Quando viajei para um futuro ainda incerto, em agosto, não levei comigo nenhum livro. Por mais que os ame, eles são pesados e difíceis de carregar na mala. Não é sensato pra uma pessoa sem casa ficar andando com livros por aí. Mas nessa de ‘desapego’ e ‘quanto menos coisas melhor’ esqueci que iria passar muito tempo em salas de embarque, aviões ou ônibus. E, lógico, me arrependi de não ter levado nenhum companheiro literário para ajudar a passar o tempo.

A sorte é que em Brasília tinha um sebo maravilhoso próximo ao apartamento em que estava hospedada. Passei horas lá, folheando cada página, cada livro, sentindo o prazer de estar em um lugar que me acalmava, que me fazia sentir em casa. Um momento necessário pra uma pessoa cheia de dúvidas em busca de seu lugar no mundo. Depois de muita procura – e dúvidas – escolhi meu companheiro. Prometi a mim mesma que esse seria o único livro que compraria até conseguir ‘ajeitar’ a minha vida, o que, obviamente, ainda não aconteceu. Ele permanece solitário na minha mesa de cabeceira.

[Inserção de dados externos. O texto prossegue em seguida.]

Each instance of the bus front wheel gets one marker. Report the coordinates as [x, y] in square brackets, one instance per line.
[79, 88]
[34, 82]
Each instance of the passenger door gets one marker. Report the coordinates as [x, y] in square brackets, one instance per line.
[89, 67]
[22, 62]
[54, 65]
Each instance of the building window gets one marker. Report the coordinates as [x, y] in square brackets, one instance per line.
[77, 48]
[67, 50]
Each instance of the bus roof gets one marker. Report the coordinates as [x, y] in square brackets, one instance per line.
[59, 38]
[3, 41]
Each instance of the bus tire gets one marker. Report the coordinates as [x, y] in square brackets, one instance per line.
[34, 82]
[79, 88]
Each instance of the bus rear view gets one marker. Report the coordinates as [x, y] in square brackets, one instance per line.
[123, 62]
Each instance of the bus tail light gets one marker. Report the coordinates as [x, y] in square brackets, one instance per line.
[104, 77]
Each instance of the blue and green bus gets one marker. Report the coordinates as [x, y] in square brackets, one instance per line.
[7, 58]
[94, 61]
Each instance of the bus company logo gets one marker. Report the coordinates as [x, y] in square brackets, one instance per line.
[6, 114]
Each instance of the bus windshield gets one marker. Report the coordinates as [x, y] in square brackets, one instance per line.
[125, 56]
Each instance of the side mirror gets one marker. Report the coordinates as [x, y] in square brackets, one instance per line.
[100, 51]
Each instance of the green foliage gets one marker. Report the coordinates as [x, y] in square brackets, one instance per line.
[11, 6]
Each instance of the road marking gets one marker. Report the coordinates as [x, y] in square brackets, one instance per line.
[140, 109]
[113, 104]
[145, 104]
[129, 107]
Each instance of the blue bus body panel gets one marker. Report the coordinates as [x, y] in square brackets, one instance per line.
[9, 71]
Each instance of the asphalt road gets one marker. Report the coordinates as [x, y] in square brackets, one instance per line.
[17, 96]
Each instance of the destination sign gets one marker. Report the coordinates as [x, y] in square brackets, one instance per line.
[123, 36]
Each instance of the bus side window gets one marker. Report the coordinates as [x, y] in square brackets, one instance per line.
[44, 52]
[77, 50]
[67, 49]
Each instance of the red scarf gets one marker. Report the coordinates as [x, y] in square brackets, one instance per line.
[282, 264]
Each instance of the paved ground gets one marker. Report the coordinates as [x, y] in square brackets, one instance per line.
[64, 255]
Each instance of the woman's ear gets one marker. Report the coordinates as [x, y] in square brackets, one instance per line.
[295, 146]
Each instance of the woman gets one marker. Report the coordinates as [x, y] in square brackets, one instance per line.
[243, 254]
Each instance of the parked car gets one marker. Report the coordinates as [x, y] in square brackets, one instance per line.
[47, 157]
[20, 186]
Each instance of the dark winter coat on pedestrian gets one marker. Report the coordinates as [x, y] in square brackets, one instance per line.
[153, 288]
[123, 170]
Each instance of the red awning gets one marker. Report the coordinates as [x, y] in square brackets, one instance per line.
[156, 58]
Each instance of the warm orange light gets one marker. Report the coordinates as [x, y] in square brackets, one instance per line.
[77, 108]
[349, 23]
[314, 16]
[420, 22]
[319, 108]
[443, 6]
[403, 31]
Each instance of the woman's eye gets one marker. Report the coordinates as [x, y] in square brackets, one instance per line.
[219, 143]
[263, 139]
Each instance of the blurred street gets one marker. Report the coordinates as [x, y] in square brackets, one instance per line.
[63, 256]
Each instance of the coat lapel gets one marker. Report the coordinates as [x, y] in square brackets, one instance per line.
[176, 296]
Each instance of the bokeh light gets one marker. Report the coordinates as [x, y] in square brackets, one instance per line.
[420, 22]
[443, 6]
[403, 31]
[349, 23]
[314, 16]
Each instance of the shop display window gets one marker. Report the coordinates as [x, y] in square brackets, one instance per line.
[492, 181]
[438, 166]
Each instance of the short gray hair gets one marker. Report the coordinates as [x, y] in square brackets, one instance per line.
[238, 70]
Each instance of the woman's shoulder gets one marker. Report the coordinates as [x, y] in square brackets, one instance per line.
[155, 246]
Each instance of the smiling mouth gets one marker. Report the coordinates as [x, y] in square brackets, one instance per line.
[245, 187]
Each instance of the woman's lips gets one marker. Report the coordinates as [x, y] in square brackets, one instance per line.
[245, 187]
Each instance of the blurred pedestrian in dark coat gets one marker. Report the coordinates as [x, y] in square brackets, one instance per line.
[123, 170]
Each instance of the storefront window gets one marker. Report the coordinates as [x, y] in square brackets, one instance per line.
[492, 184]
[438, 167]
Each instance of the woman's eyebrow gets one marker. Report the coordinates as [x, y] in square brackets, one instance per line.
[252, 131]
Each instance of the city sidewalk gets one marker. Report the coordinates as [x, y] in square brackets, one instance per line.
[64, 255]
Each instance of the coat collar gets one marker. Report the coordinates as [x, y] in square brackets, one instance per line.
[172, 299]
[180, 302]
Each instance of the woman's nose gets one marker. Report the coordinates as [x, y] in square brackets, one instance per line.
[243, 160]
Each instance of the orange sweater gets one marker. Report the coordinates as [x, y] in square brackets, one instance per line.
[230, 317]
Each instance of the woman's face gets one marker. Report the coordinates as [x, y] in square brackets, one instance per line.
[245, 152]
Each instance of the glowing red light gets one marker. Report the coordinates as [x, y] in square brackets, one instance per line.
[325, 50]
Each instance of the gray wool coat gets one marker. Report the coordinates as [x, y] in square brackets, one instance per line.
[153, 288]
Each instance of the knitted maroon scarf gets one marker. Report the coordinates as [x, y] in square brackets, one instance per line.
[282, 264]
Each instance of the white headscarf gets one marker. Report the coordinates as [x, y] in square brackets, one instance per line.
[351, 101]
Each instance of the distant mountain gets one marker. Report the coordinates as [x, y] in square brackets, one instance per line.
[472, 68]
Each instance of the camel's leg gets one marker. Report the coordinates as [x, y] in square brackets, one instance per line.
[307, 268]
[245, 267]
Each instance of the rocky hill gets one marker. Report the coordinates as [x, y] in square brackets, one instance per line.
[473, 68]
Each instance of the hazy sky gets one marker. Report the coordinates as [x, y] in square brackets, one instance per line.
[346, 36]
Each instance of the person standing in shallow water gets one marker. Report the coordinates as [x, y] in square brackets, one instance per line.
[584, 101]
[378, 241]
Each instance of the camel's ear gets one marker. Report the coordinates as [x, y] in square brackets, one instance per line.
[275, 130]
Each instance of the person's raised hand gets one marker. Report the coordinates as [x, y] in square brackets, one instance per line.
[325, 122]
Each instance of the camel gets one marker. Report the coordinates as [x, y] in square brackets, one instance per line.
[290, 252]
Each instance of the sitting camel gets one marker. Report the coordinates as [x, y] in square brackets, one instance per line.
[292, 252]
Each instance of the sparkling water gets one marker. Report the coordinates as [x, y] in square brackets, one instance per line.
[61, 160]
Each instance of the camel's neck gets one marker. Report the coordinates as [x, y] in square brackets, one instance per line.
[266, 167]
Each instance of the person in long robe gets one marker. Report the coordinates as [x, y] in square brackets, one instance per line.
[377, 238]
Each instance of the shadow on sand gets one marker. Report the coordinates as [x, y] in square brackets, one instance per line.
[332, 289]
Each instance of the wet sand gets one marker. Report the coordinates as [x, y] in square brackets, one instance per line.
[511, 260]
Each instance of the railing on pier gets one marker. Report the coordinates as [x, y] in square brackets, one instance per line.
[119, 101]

O livro em questão é “A vida que ninguém vê”, da jornalista e escritora Eliane Brum. A obra é um conjunto de crônicas-reportagens, escritas sobre o olhar delicado da autora, sobre as pessoas que não viram notícias. No jornalismo existe uma expressão que diz: “Se um cachorro morder um homem, isso não é notícia. Mas um homem morder o cachorro, é”. Eliane mostra que não é bem assim. Pode existir uma história incrível atrás das pessoas comuns, nas vidas ordinárias, no momentos que viraram rotina. E, delicadamente, ela vai mostrando como qualquer pessoa pode ser inspiração pra uma notícia, uma crônica ou uma história. Só é preciso apurar o olhar – e os sentimentos.

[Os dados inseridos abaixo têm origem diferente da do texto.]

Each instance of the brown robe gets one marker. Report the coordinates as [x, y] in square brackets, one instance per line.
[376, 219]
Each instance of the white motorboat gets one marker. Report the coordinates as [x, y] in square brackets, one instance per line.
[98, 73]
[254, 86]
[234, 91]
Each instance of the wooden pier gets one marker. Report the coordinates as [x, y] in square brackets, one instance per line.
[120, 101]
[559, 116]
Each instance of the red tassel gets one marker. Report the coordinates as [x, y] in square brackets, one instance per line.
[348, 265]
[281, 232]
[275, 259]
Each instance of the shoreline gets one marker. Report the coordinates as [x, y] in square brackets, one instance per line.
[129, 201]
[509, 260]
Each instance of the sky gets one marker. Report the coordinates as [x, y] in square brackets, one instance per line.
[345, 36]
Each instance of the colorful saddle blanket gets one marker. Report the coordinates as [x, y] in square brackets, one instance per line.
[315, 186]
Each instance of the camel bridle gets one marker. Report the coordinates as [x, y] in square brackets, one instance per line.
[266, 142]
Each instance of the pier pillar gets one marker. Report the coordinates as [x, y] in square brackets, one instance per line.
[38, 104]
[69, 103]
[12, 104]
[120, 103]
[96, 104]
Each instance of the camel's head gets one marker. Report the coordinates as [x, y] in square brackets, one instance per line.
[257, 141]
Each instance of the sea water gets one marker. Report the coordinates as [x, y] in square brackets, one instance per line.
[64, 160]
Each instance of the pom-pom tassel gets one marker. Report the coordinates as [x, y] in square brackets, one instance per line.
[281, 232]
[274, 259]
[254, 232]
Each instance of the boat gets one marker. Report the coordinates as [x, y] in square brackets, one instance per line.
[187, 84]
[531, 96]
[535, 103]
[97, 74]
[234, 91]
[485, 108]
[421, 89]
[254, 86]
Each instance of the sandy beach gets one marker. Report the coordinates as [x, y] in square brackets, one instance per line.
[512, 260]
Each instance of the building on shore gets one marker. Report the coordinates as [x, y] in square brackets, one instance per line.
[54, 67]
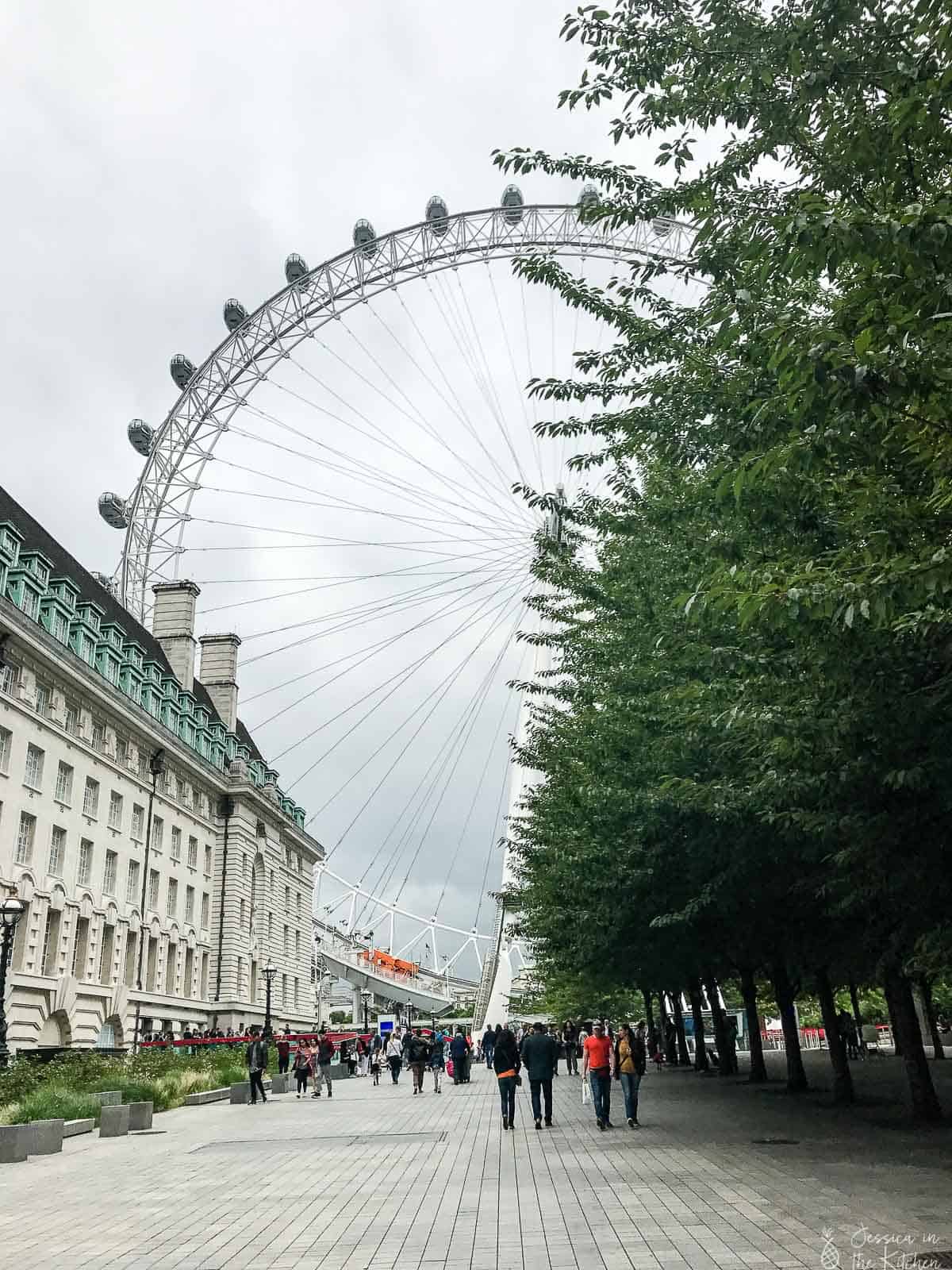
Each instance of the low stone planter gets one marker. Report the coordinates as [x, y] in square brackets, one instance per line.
[140, 1117]
[46, 1137]
[71, 1128]
[14, 1143]
[114, 1122]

As primeiras páginas contam a história de Adail, um carregador de malas do Aeroporto Salgado Filho, que nunca voou. É uma história bonita, de sonhos, desejos e lutas. A vida escondida nos bastidores de um aeroporto. Logo em seguida, vem a trágica crônica de Antônio Antunes, sua família e o enterro de um dos filhos, que morreu ainda no ventre da mãe. “Não há nada mais triste do que enterro de pobre. Porque o pobre começa a ser enterrado em vida”, escreve Eliane. E assim, ela vai tecendo um emaranhado de vidas, algumas bonitas, muitas sofridas. É o mendigo que vive na praça, a moça que pede dinheiro no sinal, o homem que coleciona tudo, a mulher que aprendeu a ler… São histórias e mais histórias, que emocionam e te fazem refletir, sobre os outros e sobre você mesmo.

Eliana tem o dom da palavra e consegue mostrar que o jornalismo poderia ser muito mais do que é. Bastava ele parar de procurar os homens que mordem os cachorros e suas pirâmides invertidas. E nós, poderíamos ser pessoas melhores do que somos. Basta apurar o olhar, e os sentimentos, para os outros.